The Boyertown Area Unity Coalition's public profile was raised by the class-size committee fiasco, and the coalition sustained this attention by focusing on the activity of white supremacist groups in the area. For instance, the BAUC organized demonstrations in support of diversity and the appreciation of cultural and ethnic differences on the same corner where a local KKK group had been known to solicit. It also began to monitor more closely the activity of the white supremacist groups, both the KKK and the Aryan Nations, which was housed at a Longswamp, Berks County farm owned by Mark Thomas. Engaging the Aryan Nations
To educate the Boyertown area public about the dangers of these hate groups and others like them, the BAUC continued to sponsor speakers such as Ann Van Dyke and Floyd Cochran, a one-time recruiter for the Aryan Nations who raised thousands of dollars for the group and gained national notoriety for his effectiveness at persuading young people to join Aryan Nations. On August 7, 1995, Cochran told a packed Boyertown Senior Center about his change of heart and mind:
It took a threat on the life of Cochran's son to shock him to his senses. In April of 1992, he confided to a fellow Aryan Nations member that he need money for an operation on his son's cleft palate. The Aryan Nation member told Cochran that his son would have to be killed when their movement seized control of the country. Shaken severely by his comrade's remark, Cochran began a period of intense self-examination. He left the Aryan Nations organization three months later, but found himself racked by guilt for having cast off his Christian Identity teachings [Christian Identity is the religious arm of the Aryan Nations movement.] He felt he had abandoned God.
Eventually Cochran was embraced by two individuals belonging to organizations that opposed the Aryan Nations movement.
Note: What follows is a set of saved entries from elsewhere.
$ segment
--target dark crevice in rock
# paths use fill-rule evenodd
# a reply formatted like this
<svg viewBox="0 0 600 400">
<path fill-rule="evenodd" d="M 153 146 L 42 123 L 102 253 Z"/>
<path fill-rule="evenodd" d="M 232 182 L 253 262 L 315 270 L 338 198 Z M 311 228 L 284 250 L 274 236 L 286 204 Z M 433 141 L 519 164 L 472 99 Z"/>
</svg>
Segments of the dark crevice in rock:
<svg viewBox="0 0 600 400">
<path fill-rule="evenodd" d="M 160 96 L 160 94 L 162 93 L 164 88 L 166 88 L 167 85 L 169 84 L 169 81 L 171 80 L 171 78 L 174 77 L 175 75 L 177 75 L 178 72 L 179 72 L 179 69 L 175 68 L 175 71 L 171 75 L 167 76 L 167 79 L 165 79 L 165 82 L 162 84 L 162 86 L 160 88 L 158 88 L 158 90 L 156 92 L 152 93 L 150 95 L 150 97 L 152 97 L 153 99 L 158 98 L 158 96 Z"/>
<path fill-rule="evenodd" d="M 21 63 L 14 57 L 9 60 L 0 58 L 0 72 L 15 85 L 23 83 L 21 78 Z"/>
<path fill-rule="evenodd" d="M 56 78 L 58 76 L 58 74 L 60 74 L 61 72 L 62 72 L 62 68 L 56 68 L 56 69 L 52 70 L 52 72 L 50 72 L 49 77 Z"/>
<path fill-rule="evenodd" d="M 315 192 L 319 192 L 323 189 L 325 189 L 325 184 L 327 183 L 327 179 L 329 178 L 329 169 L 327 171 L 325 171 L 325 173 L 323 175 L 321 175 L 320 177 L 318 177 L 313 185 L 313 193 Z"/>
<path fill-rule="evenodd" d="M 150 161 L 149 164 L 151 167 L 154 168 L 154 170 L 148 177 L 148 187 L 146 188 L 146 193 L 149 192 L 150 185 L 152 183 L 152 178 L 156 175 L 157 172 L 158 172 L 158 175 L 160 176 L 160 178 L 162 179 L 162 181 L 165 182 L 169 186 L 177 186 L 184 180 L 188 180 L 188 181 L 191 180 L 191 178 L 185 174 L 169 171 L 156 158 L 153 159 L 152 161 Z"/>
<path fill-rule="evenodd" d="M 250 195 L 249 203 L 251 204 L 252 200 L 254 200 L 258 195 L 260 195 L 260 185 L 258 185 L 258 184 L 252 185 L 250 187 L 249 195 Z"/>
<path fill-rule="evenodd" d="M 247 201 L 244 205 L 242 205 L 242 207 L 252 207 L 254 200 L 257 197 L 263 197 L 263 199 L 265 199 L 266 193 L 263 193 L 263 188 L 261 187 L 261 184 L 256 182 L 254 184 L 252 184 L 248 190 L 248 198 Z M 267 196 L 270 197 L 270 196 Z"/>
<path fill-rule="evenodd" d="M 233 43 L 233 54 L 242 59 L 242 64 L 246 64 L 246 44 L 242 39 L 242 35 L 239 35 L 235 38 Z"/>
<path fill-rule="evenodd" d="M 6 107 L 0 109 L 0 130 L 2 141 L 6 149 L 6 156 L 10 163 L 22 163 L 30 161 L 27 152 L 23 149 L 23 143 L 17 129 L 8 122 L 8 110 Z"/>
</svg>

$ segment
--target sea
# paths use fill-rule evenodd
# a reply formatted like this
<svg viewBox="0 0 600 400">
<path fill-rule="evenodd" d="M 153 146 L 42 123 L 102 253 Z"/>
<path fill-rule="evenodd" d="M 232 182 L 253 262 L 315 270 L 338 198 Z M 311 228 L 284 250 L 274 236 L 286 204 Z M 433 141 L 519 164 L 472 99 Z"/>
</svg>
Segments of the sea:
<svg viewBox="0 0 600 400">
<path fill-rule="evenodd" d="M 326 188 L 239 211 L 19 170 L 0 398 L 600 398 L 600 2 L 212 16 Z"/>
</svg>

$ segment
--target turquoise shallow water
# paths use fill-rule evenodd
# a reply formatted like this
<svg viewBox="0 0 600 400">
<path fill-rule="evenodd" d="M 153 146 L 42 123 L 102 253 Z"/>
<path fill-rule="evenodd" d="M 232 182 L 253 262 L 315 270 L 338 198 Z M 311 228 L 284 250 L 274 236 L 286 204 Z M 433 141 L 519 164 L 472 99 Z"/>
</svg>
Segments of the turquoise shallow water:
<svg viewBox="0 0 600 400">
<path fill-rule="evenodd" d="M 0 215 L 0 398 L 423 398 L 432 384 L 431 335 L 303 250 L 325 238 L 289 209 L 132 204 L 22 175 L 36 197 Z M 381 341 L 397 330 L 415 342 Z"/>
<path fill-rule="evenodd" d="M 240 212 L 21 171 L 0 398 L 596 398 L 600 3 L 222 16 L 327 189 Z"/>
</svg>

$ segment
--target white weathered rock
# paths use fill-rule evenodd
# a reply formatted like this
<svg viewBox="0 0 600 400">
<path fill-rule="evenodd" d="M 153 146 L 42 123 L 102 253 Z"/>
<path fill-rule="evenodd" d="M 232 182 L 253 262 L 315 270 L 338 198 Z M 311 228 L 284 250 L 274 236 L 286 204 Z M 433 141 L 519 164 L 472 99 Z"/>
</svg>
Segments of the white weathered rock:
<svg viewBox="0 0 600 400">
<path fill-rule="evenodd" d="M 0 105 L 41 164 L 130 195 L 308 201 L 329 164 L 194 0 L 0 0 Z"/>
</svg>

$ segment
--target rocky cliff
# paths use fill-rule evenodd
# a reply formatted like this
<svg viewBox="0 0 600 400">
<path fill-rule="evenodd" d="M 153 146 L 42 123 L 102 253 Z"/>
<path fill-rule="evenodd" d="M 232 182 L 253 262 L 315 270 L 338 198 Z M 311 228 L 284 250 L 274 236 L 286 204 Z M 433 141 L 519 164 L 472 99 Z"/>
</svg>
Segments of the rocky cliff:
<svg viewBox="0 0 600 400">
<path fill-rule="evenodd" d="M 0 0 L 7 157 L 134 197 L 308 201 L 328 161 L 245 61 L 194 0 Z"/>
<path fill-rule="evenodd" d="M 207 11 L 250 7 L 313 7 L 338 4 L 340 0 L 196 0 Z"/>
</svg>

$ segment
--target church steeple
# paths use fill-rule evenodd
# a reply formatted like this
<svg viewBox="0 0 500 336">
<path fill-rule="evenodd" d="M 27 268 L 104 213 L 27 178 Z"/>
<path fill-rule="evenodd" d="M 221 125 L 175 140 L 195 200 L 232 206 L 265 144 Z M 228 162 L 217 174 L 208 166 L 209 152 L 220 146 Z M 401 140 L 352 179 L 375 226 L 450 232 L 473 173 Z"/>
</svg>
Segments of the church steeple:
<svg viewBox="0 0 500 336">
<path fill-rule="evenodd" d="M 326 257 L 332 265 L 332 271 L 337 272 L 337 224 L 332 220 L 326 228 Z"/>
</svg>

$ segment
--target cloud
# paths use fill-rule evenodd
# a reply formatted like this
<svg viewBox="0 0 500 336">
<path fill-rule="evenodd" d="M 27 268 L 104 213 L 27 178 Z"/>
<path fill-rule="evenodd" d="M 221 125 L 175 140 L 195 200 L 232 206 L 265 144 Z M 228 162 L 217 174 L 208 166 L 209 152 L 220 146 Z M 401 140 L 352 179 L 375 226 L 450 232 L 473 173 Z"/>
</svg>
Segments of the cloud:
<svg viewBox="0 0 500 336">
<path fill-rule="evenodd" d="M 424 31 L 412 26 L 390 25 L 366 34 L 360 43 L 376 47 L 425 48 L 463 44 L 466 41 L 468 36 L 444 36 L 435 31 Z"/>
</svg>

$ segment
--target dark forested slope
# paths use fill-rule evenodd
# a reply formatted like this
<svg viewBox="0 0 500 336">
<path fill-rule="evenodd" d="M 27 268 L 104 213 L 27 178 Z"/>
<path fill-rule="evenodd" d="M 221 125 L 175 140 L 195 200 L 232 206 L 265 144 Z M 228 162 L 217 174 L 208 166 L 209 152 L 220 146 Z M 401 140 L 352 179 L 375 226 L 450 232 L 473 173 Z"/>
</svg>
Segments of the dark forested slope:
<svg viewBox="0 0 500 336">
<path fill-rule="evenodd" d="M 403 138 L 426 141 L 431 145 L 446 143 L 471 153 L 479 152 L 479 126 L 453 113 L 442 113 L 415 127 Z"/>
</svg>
He began a process of self-examination and atonement that he says continues even now, three years later.
These days Cochran travels across the country, exposing the new faces of hate in the 1990s white supremacy movement. . . . "You have a colony of bigots that have landed here," he said. "If you let them go unnoticed, they will continue to grow, pandering again to those fears and those stereotypes."
[Jeff Bell, Boyertown Area Times, 10 Aug. 1995]Floyd Cochran, Anti-Hate Group Educator
Cochran's appearance once again brought together the BAUC and Mark Thomas. Thomas and Robert L. Woodley, Bechtelsville KKK leader, both appeared at Cochran's talk to heckle and claim that the latter distorted information about Aryan Nations.